The rules that determine when AMT rules apply are complex and there’s no single item that triggers it, but any of these scenarios could trip AMT liability:

  • Having a large family.
  • A gross income of more than $100,000.
  • Holding or exercising incentive stock options.
  • Receiving a large capital gain, such as selling real estate.
  • Earning passive income, such as profits from stock dividends, business investments, rent or commissions and royalties.
  • Excessive itemized deductions, such as state and local taxes, home-equity loan interest and medical expenses.

Damage Control

So, what happens if you are hit with the AMT? What can you do to minimize the impact on your tax liability?
Walking the fine line between tax mitigation and tax evasion is hard enough under the IRS’s normal rules. Add the complexity of AMT and it starts to get crazy. If you suspect you may be hit with the AMT, you really should consider hiring a tax professional before taking any specific actions.

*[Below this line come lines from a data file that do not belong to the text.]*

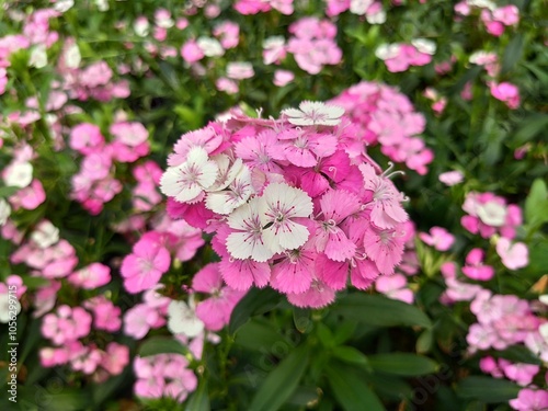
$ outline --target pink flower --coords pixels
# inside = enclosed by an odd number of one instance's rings
[[[466,264],[463,267],[463,274],[468,278],[477,281],[489,281],[494,276],[494,269],[490,265],[483,265],[484,253],[481,249],[472,249],[466,256]]]
[[[517,398],[510,400],[510,406],[518,411],[544,411],[548,409],[548,391],[524,388]]]
[[[144,236],[133,253],[122,262],[121,274],[127,292],[135,294],[152,288],[171,264],[169,251],[152,236]]]
[[[439,174],[438,179],[445,185],[452,186],[460,184],[465,180],[465,176],[460,171],[454,170]]]
[[[375,288],[388,298],[399,299],[407,304],[413,304],[413,292],[407,288],[408,281],[404,275],[381,275],[375,281]]]
[[[523,242],[512,244],[507,238],[502,237],[496,241],[496,253],[510,270],[523,269],[529,263],[527,246]]]
[[[499,84],[490,82],[489,89],[491,95],[505,103],[509,109],[515,110],[520,106],[520,89],[516,85],[505,81]]]
[[[210,331],[219,331],[228,324],[232,309],[246,295],[246,292],[224,286],[218,263],[207,264],[198,271],[192,281],[192,288],[210,295],[196,305],[196,316]]]
[[[111,281],[111,269],[101,263],[92,263],[87,267],[73,272],[68,282],[84,289],[94,289]]]
[[[442,227],[432,227],[430,229],[430,235],[420,232],[419,238],[438,251],[447,251],[455,242],[455,236]]]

With that disclaimer in place, here a few steps you can take to minimize the damage of ATM rules.

1. Invest in Your Retirement

Reduce your adjusted gross income by investing as much as you can into tax-deferred accounts, such as a 401(k), a 403(b), a 457(b) plan or an IRA.

2. Invest in Pre-Tax Healthcare

Instead of including medical expenses as an itemized deduction, which are harder to claim under AMT, sign up for a pre-tax medical deduction plan. This will reduce your salary and help both the AMT and your regular tax.

3. Spread Gains and Losses

Reduce the impact of large, one-time gains and deductions by delaying the sale of an asset. If delay is not practical you can also spreading out big gain or losses by structuring payments into several installments.

4. Exercise Stock Options Strategically

If you know you are going to be subject to AMT, sell incentive stock options the same year you exercise them. If you exercise and sell in the same year, you have to pay regular tax on the income but not AMT. Even the AMT has a silver lining. If you decide to hold incentive stock options, wait to sell them in years when you don’t face AMT tax brackets.

5. Business Expenses Refunds are Your Friend

Ask your employer to pay you back for business expenses you incurred as an employee. Under AMT rules this is a tax-free event. Under regular tax rules, claiming for unpaid business expenses as an employee is smart because it reduces your taxable income. With AMT, any unpaid business expenses you claim for as an employee are added back to your income.

6. Take Bare-Minimum Deductions

Minimize your state and local tax deductions, a deadly AMT trigger, by only paying property taxes when they are due. Prepaying for state and local taxes is great when you claim them as a tax deduction, but under AMT rules they come back to bite you.

You May Need A Pro

Mitigating your taxes under the alternative minimum tax system can feel like someone moved the goalposts or changed the rules half way through a game, because most deductions and tax breaks no longer apply. Previously effective tax mitigation measures can become expensive tax traps and the most tax-efficient moves may feel counter-intuitive or even foolish. So, if you’re playing under AMT rules this year, you may want to consider hiring a tax professional who is used to the AMT playbook, even if you normally file your own taxes.